Despite that, though, I couldn’t help but concentrate my focus on how most of the characters experienced at least a degree of change as the story went along, to the point that they prove to be far from who we initially perceive them to be (kudos should go to John Steinbeck for that, I’m sure).  Tallulah Bankhead’s reporter Constance Porter, for instance, is initially perceived by us as a rich, snobby bitch based on her obsession with filling the boat with as many personal possessions (mink coat notwithstanding) as possible, only to later show her romantic, nearly poetic mindset in convincing Gus to lose the leg instead of losing hope and letting himself die, only later still showing perhaps even more true colors as a sex-starved, still materialistic vamp.  The everyman Kovac, initially the ideal on-screen macho hero, becomes a xenophobic asshole who wants to run everything himself, eventually becoming the voice of reason and even a piece of comic relief in his poker games with the wealthy Ritt.  Joe, the black cook, is initially just that: a black cook, sticking to the background with no real identity, right on track with the state of minorities on the screen in the 1940s, only to recite a prayer, taking up half the screen in a brilliant shot that I pasted here, so that he proves to be one of the most silent and forlorn yet introspective people on the boat. 

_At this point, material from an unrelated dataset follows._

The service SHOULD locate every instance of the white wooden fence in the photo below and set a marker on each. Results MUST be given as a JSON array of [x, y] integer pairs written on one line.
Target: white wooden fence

All of these characters transform in some way based on how they’re presented to us for sure, but what I was most impressed with was Hitchcock’s way of constantly changing our perception of the Nazi U-boat captain.  The people on the boat (especially Kovac) want to throw him overboard and be done with it (no doubt echoing the sentiments of everybody watching the film at the height of the war), and yet he’s initially helpless and doesn’t even understand what they’re saying.  Later the man proves vital in performing Gus’ surgery and at least somewhat gaining the trust of the others, and later still proves himself to be much more power-hungry and duplicitous than initially perceived.  In a lesser film by a lesser filmmaker, the Nazi would be the unequivocal villain that the heroes must stamp out, and even in the case of Lifeboat we’re well-aware of how evil the Nazi regime and philosophy is, and yet we’re initially presented with a helpless German man we can’t help but initially feel sympathy for, followed by admiration, humor, loathing, hatred, fear, and every emotion in-between.  This character alone speaks worlds of what Hitchcock, John Steinbeck, and screenwriter Jo Swerling are going for: that each and every person has a side that neither they nor anyone else knew existed, and we all have the capability of committing unequivocal good or unspeakable evil when pushed into an extraordinary situation.  That we can feel so many emotions, both positive and negative, towards a freakin’ Nazi (which of course brings to mind Claude Raines’ quasi-sympathetic Nazi character in Notorious) is a remarkable achievement for a studio-system, Hayes Code-era film, and despite character simplicities and unnecessary sub-plots (like the romance between the nurse and navigator that feels just as rushed as the romance in Shadow of a Doubt) that are just about inevitable in most Hitchcock films, even the best, Hitchcock very nearly makes a mountain (a near-sprawling epic of human emotions) out of an ant-hill (a shitty little lifeboat and a bunch of blue-screen special effects) that concerns a hell of a lot more than just the Allies versus the Axis, but rather ourselves versus ourselves.